“Noi o-dia-mo il calcio moder-no!” è un coro degli ultras di molte squadre italiane. Quello che i tifosi detestano è l’attenzione sbilanciata verso il calcio in tv a discapito di quello da stadio, un orientamento che nei fatti si traduce, tra le altre cose, nel campionato spezzatino e nella delocalizzazione araba della Supercoppa italiana. Da anni ormai assistiamo a turni di campionato che partono il venerdì e finiscono il martedì dopo, con la domenica pomeriggio svuotata d’impegni. Da anni la coppa che mette di fronte vincitori del campionato e vincitori della Coppa Italia si gioca lontano – molto lontano – dal Belpaese. E ogni anno queste abitudini aumentano: perché accontentarsi del Monday Night quando possiamo giocare anche il martedì? Perché limitare la Supercoppa ad una sola partita quando possiamo farne una final four che comprenda anche la seconda della Serie A e la finalista della Coppa Italia? Un bel torneo con l’eccellenza italiana che ha luogo… negli Emirati Arabi o in Arabia Saudita.
Che cosa determina tutto questo? Perché non possiamo goderci la domenica pomeriggio allo stadio o in tv e la Supercoppa araba – anzi no, italiana… – in una delle nostre città?
Per il vil danaro, naturalmente. Gira e rigira si finisce sempre lì. Cosa garantisce alti guadagni? Il tifoso che va allo stadio a seguire una partita o quello che in tv, col campionato spalmato su tutto il week-end e oltre, può guardarsele quasi tutte? Di fatto, il primo paga quella partita mentre il secondo, appunto, quasi tutte. Pecunia non olet e allora anche i dollari sauditi vengono molto apprezzati. Pazienza se provengono da un paese che nega i diritti civili, pazienza se i tifosi italici non possono seguire la loro squadra nella semifinale della Supercoppa, se la guardino TV e già che ci sono si guardino magari anche l’altra semifinale e poi la finale.
Del resto, i vertici della Serie A non stanno facendo niente di diverso dall’organizzazione mondiale di cui fanno parte. I Mondiali in Qatar resteranno per sempre il fiore all’occhiello della FIFA di Infantino, con gli stadi costruiti col sangue degli operai in letterali cattedrali nel deserto.
Ora, senza tirare in ballo diritti civili e sicurezza sul lavoro, tra la tradizione di sostenere la propria squadra in casa e in trasferta e la scelta di seguire tutto dove arrivano più soldi, non c’è partita. Business batte Tradizione 4-0. Brutto, ingiusto, ma inevitabile. Golia batte Davide, questa è la realtà ed è così ovunque.
No, non dovunque.

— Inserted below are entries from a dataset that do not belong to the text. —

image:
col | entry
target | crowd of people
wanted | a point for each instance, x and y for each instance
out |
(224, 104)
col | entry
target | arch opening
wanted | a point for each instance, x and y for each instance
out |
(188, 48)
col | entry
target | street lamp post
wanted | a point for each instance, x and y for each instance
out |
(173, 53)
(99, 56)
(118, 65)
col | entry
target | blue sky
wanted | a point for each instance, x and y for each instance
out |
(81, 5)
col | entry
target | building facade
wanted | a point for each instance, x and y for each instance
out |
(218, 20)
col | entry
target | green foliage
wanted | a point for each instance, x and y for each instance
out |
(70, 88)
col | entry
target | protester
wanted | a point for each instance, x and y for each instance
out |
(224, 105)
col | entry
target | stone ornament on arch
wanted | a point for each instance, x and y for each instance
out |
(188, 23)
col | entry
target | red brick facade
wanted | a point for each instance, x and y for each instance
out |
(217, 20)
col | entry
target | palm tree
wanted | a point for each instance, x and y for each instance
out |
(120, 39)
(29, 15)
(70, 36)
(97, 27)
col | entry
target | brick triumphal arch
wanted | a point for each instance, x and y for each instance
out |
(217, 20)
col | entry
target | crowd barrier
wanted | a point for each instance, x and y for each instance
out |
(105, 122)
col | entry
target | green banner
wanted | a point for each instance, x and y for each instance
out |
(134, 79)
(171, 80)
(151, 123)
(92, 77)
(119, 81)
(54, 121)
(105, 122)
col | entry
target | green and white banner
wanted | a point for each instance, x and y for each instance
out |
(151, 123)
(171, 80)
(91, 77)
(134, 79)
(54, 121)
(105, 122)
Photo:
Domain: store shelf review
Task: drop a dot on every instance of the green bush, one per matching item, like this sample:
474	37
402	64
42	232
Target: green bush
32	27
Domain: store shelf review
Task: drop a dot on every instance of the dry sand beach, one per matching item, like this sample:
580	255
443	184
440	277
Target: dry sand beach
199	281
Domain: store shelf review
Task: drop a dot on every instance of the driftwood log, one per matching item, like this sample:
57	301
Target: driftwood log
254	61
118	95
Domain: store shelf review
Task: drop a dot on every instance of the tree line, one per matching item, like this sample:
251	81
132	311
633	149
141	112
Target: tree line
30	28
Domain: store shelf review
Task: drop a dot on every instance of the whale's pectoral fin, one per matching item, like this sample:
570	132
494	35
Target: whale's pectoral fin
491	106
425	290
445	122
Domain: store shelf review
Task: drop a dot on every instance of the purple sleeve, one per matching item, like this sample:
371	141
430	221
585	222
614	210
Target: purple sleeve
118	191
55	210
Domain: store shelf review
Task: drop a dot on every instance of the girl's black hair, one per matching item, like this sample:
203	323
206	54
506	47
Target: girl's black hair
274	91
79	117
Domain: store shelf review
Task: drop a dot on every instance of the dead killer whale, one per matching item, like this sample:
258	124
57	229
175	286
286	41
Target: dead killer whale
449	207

La Germania ha detto no.
Come riportato da ilpost.it, i tifosi tedeschi hanno messo in campo diverse forme di protesta coordinate per impedire l’ingresso nelle società di fondi d’investimento stranieri, come l’americano Blackstone e il britannico CVC. La DFL (la Lega Calcio tedesca) aveva previsto un accordo in base al quale avrebbe ceduto l’8% dei ricavi futuri da sponsorizzazioni e diritti televisivi per un ventennio a fronte della disponibilità immediata di liquidi per un miliardo di euro. Il tifo organizzato si è messo di traverso, temendo un incremento dei costi dei biglietti, lo spostamento di partite all’estero e la distribuzione su diverse giornate dei turni di campionato. Esattamente quello che succede nella nostra Serie A.
Come hanno potuto fermare l’accordo? Partendo da una posizione di forza che non ha eguali negli altri campionati europei. La regola del “50+1” prevede che le quote di maggioranza di ciascun club non possano essere detenute da un singolo soggetto, ma da più soci tra cui i tifosi stessi. Oltre alla presenza nelle proprietà dei club, i supporter sono poi organizzati a livello sindacale in “Unsere Kurve” (La nostra curva”), un sistema che permette di coordinare le forme di protesta mirate a far sospendere le partite. Una manovra illegale ma per nulla violenta. Gli strumenti di lotta sono il lancio di palline da tennis e di monete di cioccolata (sì, proprio come quelle che si trovano nelle calze della Befana), al massimo l’utilizzo di macchinine telecomandate munite di fumogeno. Nessun razzo, nessuna bomba carta, ma espedienti utili a ritardare l’inizio delle partite fino alla sospensione. I fondi d’investimento hanno visto una potenziale perdita di credibilità del prodotto televisivo e hanno così rinunciato all’accordo. Davide ha battuto Golia, la tradizione ha respinto il business, senza alcuna violenza. Perché da noi non succede mai?